Он знал, что время лечит все, понимал умом, что, наверное, когда-нибудь сможет спокойно увидеть Анну, но сейчас-то что было делать?.. Князь позвал его к себе и предложил отправить в Москву учиться.

— Благодарю, но мне никакие науки на ум не пойдут...— мрачно ответил Андрей.

— Ну и дурак! Чем жить-то будешь? На Макарьевской ярмарке купцам зубы рвать?

-Да!

Повернулся и ушел, слыша за спиной оклик князя, но не обернувшись. Он не желал видеть никого, кто бы знал его ранее, кто мог бы заговорить о Лыскове, о князе и княжне. С небольшой котомкой Андрей отправился именно на ярмарку, раскинувшуюся всего в пяти верстах от села. . .

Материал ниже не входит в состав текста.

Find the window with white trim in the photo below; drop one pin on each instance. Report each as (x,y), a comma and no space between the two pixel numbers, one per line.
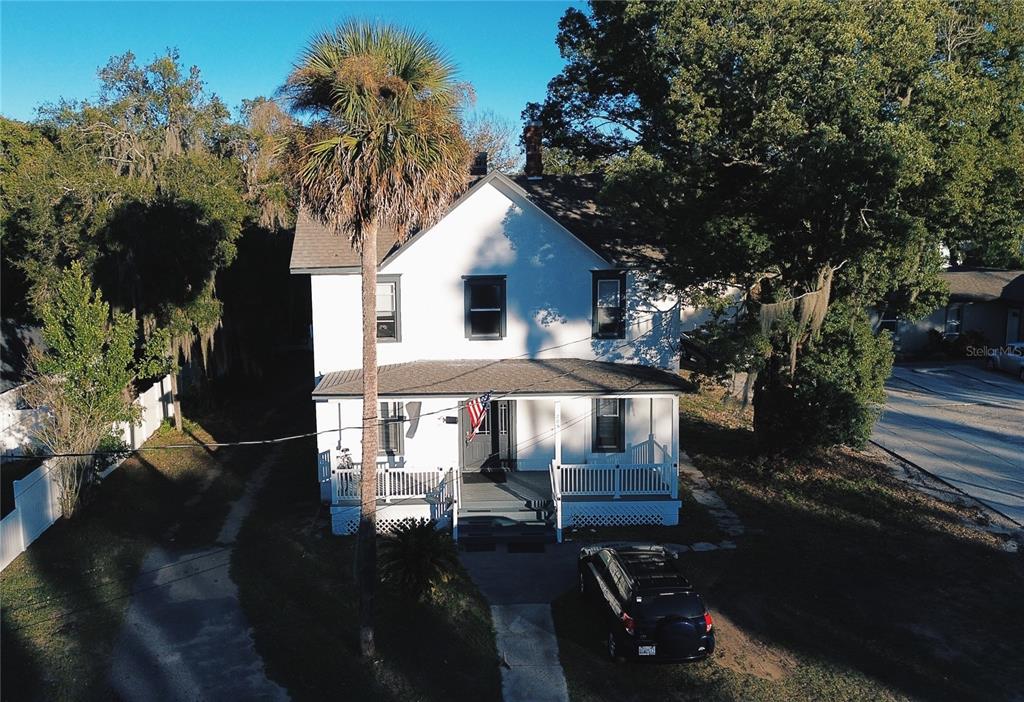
(484,306)
(388,323)
(391,429)
(609,425)
(609,304)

Неожиданно дела там у него пошли весьма успешно. Подменив сильно захмелевшего московского лекаря, Андрей в первый же день облегчил страдания нескольких купчин: одному пустил кровь, другому выписал хины, третьему прочистил уши, четвертому вправил вывих… и побежал слух о молодом, но умелом лекаре. Платили довольно, и Андрей со страстью погрузился в обретенную практику. Проплывавший мимо по Волге князь Кочубей искал врача для заболевшей дочери и позвал по совету ярмарочных старшин именно Медведева. Маленькая девочка испортила себе желудок неумеренным потреблением ягод, что поправить было делом нехитрым. Князь, подпавший невольно под обаяние юноши, предложил отправиться вместе по Волге и далее в Крым, обещал свое покровительство и помощь, но Андрей, не задумываясь, отказался.

Он не мог оставаться рядом с ней, но быть далеко от неё также не мог!

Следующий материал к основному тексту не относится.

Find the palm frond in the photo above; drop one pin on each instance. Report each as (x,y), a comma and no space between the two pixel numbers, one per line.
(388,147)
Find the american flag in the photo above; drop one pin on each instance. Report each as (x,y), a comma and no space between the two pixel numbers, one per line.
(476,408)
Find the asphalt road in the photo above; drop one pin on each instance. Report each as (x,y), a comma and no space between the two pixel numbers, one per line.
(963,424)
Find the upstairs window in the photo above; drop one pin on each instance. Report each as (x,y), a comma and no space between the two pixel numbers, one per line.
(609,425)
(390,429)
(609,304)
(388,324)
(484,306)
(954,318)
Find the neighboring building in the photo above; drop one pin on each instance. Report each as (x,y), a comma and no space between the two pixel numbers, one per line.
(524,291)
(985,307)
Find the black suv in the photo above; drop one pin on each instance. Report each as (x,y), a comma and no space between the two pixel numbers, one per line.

Пришла глухая осень. Ярмарка закрылась. Князь с княжною переехали в Москву, и Андрей вернулся домой. Целыми днями он валялся на полатьях, то бродил по поредевшим лесам, приминая лаптями пружинящий слой золотой листвы.



Он позволил себе думать об Анне, и оказалось, что воспоминания стали не так жгучи, как ранее, но на душе было тягостно. Судьба дунула легонько, не осталось и следа от

 

детских мечтаний. Он не знал тогда. Что оружия Провидения милосердие и разит настолько же, насколько лечит.

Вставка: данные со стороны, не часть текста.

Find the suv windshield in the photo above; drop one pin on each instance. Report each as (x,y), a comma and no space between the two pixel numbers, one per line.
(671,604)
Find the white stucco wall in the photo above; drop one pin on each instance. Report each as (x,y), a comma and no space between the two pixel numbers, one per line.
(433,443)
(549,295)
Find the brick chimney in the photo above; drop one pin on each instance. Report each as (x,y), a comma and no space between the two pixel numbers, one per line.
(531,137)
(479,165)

«За что столь жестоко наказан?» — терзался Андрей. И пришло мгновенное открытие:

так не случайно же судьба послала ему единственную и пламенную любовь к женщине, которая никогда не сможет с ним соединиться. Тем самым яснее ясного указывалось: твой удел не житейский твой жребий не от мира сего. Искать следовало в мире ином!...

Не замечая дороги, он брёл через березовую рощу, через опустевшие поля, вдоль лениво

текущей речки... Сообразив, что ушел слишком далеко, повернул назад, и та же речка с

тёмным омутом под ивами и редкими кувшинками в тихих заводях, те же поля с остьями убранных хлебов, та же роща, в которой стало по осеннему светло и печально, а он сам стал другим… Совсем другим! Будто поднялся на какую-то необыкновенную высоту,

с которой иначе виделись житейские радости и горести.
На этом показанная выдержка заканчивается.